Jakarta, Dubai, and Miami have also seen significant price increases.
According to Knight Frank's annual wealth survey, some of the luxury property markets hardest hit by the economic crisis saw the highest price rises in the world in 2012.
According to the property firm, prices for
luxury homes in Dubai increased by 20% in 2012 compared to the previous year,
while high-end property prices in Miami increased by 19.5 percent. apartment
Jakarta saw the world's highest price
increases in 2012, with the cost of a luxury home rising 38.1 percent from
2011. According to Knight Frank, the price of a luxury home in Bali has
increased by 20%.
"Jakarta has benefited from continued
strong GDP growth, which has been at or above 6% for five of the last six
years, and, in particular, rapid growth in middle-class wealth," according
to Knight Frank.
The most dramatic news in the study was the
return of the downtrodden markets.
According to Knight Frank, Dubai was
"the epitome of the global crisis," with prices dropping 60% between
2006 and 2011. According to the survey, the city's luxury home market has
recovered as a result of increased demand, lower prices, and "its
strategic hub status, able to draw wealth from the Middle East, North Africa,
the Indian subcontinent, and Central Asia."

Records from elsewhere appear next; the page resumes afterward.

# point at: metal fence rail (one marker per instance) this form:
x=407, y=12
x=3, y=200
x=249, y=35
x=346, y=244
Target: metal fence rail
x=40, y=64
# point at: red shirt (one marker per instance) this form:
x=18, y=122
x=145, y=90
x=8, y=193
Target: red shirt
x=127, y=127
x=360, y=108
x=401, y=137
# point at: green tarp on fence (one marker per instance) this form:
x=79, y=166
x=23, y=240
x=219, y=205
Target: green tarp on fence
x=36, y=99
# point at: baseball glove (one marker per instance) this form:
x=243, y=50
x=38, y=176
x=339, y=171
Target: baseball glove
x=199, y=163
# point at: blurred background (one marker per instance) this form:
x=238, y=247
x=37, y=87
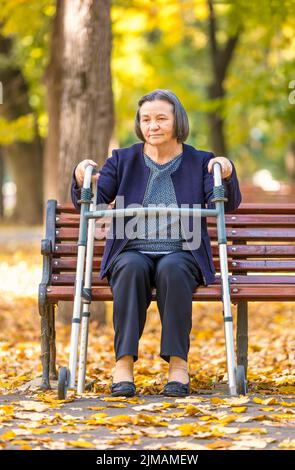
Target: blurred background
x=71, y=75
x=72, y=72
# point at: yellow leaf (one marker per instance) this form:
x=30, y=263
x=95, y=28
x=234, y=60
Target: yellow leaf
x=287, y=444
x=41, y=431
x=187, y=429
x=288, y=390
x=96, y=408
x=7, y=436
x=33, y=406
x=80, y=443
x=216, y=400
x=266, y=401
x=219, y=444
x=239, y=409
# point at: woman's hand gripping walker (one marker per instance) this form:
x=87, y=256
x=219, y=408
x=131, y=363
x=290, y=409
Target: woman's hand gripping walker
x=67, y=376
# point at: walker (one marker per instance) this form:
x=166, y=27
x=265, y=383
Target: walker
x=67, y=376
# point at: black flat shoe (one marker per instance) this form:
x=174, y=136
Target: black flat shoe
x=123, y=389
x=176, y=389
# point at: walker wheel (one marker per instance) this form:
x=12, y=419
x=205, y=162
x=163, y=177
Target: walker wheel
x=241, y=381
x=63, y=376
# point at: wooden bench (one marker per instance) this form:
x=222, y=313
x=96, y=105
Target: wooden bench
x=261, y=254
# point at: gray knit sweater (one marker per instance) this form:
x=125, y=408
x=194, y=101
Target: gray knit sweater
x=161, y=234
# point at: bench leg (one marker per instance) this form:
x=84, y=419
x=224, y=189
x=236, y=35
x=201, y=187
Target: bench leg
x=45, y=347
x=52, y=358
x=242, y=335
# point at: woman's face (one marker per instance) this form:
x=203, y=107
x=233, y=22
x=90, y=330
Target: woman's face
x=157, y=122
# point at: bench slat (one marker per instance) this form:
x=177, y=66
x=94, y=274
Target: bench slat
x=72, y=220
x=244, y=208
x=275, y=234
x=243, y=292
x=236, y=265
x=235, y=250
x=69, y=279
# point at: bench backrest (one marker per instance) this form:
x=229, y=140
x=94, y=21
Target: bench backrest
x=261, y=241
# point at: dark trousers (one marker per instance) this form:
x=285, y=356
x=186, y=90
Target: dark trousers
x=132, y=277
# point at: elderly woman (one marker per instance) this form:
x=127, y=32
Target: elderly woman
x=160, y=169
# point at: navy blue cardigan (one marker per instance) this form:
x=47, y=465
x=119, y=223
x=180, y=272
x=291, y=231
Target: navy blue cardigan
x=125, y=174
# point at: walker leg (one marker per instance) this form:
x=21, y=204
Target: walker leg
x=227, y=314
x=86, y=301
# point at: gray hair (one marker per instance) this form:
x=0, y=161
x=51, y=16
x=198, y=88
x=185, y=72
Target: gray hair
x=181, y=124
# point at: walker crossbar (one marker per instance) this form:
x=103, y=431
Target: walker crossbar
x=236, y=375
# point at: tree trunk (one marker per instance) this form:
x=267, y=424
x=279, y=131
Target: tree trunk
x=23, y=158
x=1, y=184
x=87, y=117
x=290, y=160
x=53, y=81
x=220, y=60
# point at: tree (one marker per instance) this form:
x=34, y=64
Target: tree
x=86, y=109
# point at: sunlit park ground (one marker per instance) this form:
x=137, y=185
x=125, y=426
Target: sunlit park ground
x=271, y=370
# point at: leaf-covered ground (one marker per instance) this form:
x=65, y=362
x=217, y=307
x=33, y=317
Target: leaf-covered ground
x=207, y=419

Miami, like London and New York, continued
to benefit as a "safe haven" market.
"Russians, who have long been a
driving force in the London market, have become a growing force in both New
York and Miami, alongside ever-increasing demand from Latin America,"
according to Knight Frank.
Prices in London and Hong Kong both increased
by 8.7%, owing to foreign buyers. According to Knight Frank, luxury prices in
New York fell by 1.4 percent. The firm's largest price decline came in the
Hamptons, a New York enclave, where rates fell 15.1 percent.
According to Knight Frank research chief
Liam Bailey, several main factors are changing trends across the world,
resulting in a "polarized" global market:
"The scramble for safe haven
investments has continued to push prices higher in key global cities; some of
the markets hardest hit by the global financial crisis seem to be recovering at
long last; and the effect of growing global capital flows has kept policymakers
busy in their efforts to restrict price growth and deflate emerging real-estate
bubbles until they burst."
Despite government attempts to cool the
market, prices in many main Asian markets continued to rise. Hong Kong's
economy grew by 8.7% in 2012, compared to 4.6 percent in 2011.
Monaco remained the world's most expensive
market, with prices varying from $5,350 to $5,920 per square foot. With prices
ranging from $4,570 to $5,050 per square foot, Hong Kong came in second,
followed by London, Geneva, and Paris.
The London luxury market is being sliced by
stamp duty.
According to a study released today by
Knight Frank, a new stamp duty enacted last year on London luxury homes
resulted in a 15% decrease in sales.
However, the tax has had no impact on home
prices in prime central London, which have risen 8.4% in the last year.
According to the consultancy, London luxury home prices are now 55 percent
higher than they were in March 2009, when the market was at its lowest point.
Last March, the government levied a 7%
stamp duty on properties worth more than £2 million in the hopes of raising
revenue from the soaring demand for London's most opulent homes. According to
Knight Frank, sales fell by 25 to 35 percent over the next few months.
However, sales increased, thanks in large
part to foreign buyers. According to Knight Frank, the economy has also
benefited from a drop in the value of the pound. In January, the agency's
website registered a 16 percent monthly rise in searches from the Euro zone for
prime central London land.
"We believe the stamp duty rise has
had a longer-term effect of reducing overall £2m+ revenues by about 10% below
what they would have been if the higher Stamp Duty rates had not been
imposed," Knight Frank concludes.
Although sales of homes costing more than
£2 million have decreased since March 2012, sales of homes costing between £1
million and £2 million have risen by around 5%, according to Knight Frank.